Hémicycle|

L’Assemblée nationale vote l’allongement de 12 à 14 semaines du délai légal

Jeudi 8 Octobre 2020

Au cours des vifs débats sur la question de la prolongation du délai de IVG, la proposition a été adoptée. Je m’y suis fermement opposé ainsi qu’à la suppression de la clause de la loi Veil stipulant qu’« un médecin ou une sage-femme n’est jamais tenu de pratiquer une IVG ». Je rappelle que le délai de 12 semaines n’est pas arbitraire mais basé sur des considérations médicales immuables.

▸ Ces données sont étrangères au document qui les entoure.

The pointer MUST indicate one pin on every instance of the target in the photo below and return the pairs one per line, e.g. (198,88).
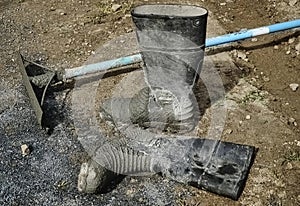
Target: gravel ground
(63,34)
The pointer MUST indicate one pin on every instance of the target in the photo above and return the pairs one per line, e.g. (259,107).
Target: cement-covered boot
(172,41)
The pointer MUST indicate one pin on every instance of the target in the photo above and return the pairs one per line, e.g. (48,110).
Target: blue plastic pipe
(227,38)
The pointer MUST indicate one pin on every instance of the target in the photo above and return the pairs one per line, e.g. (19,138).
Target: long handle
(227,38)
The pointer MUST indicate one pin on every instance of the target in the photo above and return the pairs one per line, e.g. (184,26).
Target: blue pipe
(245,34)
(227,38)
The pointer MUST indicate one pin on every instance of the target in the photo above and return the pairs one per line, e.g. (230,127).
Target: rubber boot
(172,41)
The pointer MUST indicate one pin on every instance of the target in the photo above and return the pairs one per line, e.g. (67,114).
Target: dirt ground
(263,110)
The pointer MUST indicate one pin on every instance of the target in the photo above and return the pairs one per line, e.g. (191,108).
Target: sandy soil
(63,34)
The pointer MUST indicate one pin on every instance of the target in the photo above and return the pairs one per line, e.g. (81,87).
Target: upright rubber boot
(172,41)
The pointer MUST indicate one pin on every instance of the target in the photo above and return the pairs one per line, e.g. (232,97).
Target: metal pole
(227,38)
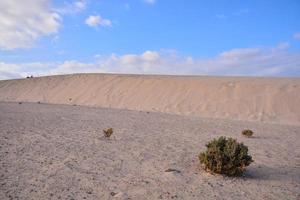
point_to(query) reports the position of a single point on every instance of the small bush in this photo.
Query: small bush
(225, 156)
(247, 133)
(108, 132)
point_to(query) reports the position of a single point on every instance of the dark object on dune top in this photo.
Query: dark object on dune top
(247, 132)
(108, 132)
(225, 156)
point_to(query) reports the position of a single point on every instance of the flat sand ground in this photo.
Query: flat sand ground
(58, 152)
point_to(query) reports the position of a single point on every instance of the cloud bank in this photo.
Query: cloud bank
(97, 20)
(276, 61)
(23, 22)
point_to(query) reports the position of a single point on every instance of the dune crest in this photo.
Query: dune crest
(273, 100)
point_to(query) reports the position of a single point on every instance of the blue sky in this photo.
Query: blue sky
(248, 38)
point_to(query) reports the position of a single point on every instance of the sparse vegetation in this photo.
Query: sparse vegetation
(108, 132)
(225, 156)
(247, 133)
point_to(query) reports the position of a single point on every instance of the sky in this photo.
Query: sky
(195, 37)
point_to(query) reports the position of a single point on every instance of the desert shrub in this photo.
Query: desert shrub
(247, 132)
(108, 132)
(225, 156)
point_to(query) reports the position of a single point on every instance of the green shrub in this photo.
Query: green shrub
(247, 133)
(225, 156)
(108, 132)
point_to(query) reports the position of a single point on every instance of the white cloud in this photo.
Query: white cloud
(23, 22)
(71, 8)
(150, 1)
(283, 45)
(96, 20)
(80, 5)
(297, 36)
(247, 62)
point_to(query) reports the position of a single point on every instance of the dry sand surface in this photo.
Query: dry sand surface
(58, 151)
(273, 100)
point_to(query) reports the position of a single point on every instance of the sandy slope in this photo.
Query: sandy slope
(58, 152)
(259, 99)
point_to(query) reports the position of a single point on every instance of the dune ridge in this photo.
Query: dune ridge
(274, 100)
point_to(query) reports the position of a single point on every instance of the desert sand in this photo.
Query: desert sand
(161, 124)
(273, 100)
(59, 152)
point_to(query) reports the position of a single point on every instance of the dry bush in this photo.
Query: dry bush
(108, 132)
(247, 133)
(225, 156)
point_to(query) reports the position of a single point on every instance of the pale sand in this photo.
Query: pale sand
(273, 100)
(58, 152)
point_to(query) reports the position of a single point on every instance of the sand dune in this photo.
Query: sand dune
(273, 100)
(58, 152)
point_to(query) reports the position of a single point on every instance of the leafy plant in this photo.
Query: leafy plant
(108, 132)
(247, 132)
(225, 156)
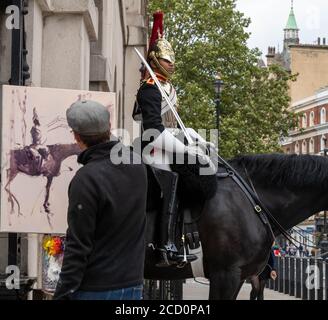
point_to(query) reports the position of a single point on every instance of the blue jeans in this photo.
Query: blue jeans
(132, 293)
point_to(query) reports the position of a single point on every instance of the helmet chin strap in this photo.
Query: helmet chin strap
(159, 66)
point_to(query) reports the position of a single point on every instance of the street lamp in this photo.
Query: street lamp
(218, 85)
(324, 238)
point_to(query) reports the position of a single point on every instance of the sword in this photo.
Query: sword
(164, 95)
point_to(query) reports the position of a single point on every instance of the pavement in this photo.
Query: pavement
(199, 290)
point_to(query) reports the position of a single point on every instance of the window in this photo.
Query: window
(304, 121)
(323, 143)
(304, 147)
(311, 148)
(297, 148)
(323, 116)
(311, 119)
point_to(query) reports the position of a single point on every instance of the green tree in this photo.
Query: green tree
(209, 37)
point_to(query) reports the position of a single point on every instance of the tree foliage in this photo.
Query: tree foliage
(209, 37)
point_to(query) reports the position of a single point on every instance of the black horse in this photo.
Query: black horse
(235, 243)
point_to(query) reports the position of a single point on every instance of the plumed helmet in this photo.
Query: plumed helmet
(159, 47)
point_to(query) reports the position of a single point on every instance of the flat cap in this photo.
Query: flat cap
(88, 118)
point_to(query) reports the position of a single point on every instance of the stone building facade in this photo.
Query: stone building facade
(83, 45)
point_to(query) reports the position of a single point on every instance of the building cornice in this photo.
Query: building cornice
(87, 8)
(312, 132)
(310, 102)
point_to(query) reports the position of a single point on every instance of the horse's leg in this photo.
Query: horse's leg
(255, 282)
(261, 289)
(46, 203)
(224, 284)
(238, 290)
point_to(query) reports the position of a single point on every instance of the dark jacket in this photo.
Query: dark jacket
(105, 245)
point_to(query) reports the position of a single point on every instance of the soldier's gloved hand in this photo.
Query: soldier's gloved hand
(208, 148)
(196, 150)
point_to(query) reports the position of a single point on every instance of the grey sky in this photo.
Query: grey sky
(269, 18)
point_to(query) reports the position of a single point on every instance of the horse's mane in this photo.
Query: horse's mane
(293, 171)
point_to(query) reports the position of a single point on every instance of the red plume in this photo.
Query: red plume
(157, 28)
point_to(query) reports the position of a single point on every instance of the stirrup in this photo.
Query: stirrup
(164, 262)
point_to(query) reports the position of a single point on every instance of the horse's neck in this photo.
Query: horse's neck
(290, 207)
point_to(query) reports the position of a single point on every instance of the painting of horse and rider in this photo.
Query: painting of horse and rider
(39, 156)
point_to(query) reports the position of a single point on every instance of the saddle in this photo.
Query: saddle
(185, 229)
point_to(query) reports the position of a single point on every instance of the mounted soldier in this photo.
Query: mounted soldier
(160, 143)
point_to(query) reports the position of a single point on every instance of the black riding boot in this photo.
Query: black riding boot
(168, 220)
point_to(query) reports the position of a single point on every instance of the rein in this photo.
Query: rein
(282, 230)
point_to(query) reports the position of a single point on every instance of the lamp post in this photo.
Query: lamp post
(324, 238)
(218, 85)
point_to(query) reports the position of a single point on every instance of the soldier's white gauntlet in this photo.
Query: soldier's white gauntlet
(168, 142)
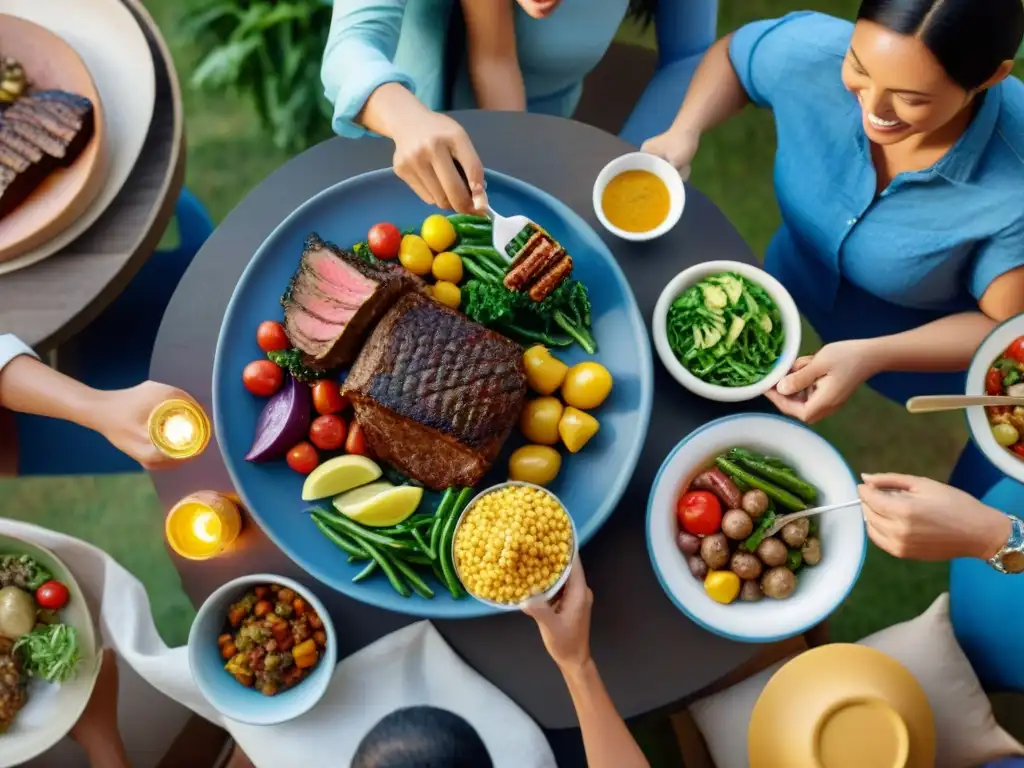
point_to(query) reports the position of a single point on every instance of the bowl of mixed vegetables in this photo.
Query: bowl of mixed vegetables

http://videos.assemblee-nationale.fr/video.9620975_5f7eb718bf8b8.1ere-seance–renforcement-du-droit-a-l-avortement-8-octobre-2020#

Je ne sais pas pourquoi nous ne parvenons pas, dans notre pays, lorsque nous débattons de bioéthique, à comprendre ce qu’on ne voit pas. En l’occurrence, que l’embryon devient fœtus à une période charnière, douze semaines de grossesse. Ce palier n’a pas été déterminé par hasard. On peut se demander si l’embryon est déjà une vie humaine ; certains le pensent, d’autres non. La question devient plus compliquée quand le fœtus mesure plus de dix centimètres et se meut si bien, qu’après quelques semaines, la mère ressent ses mouvements ; et que ce fœtus a un crâne, qu’il faudra écraser pour l’extraire de l’utérus de la femme qui demande une IVG tardive. 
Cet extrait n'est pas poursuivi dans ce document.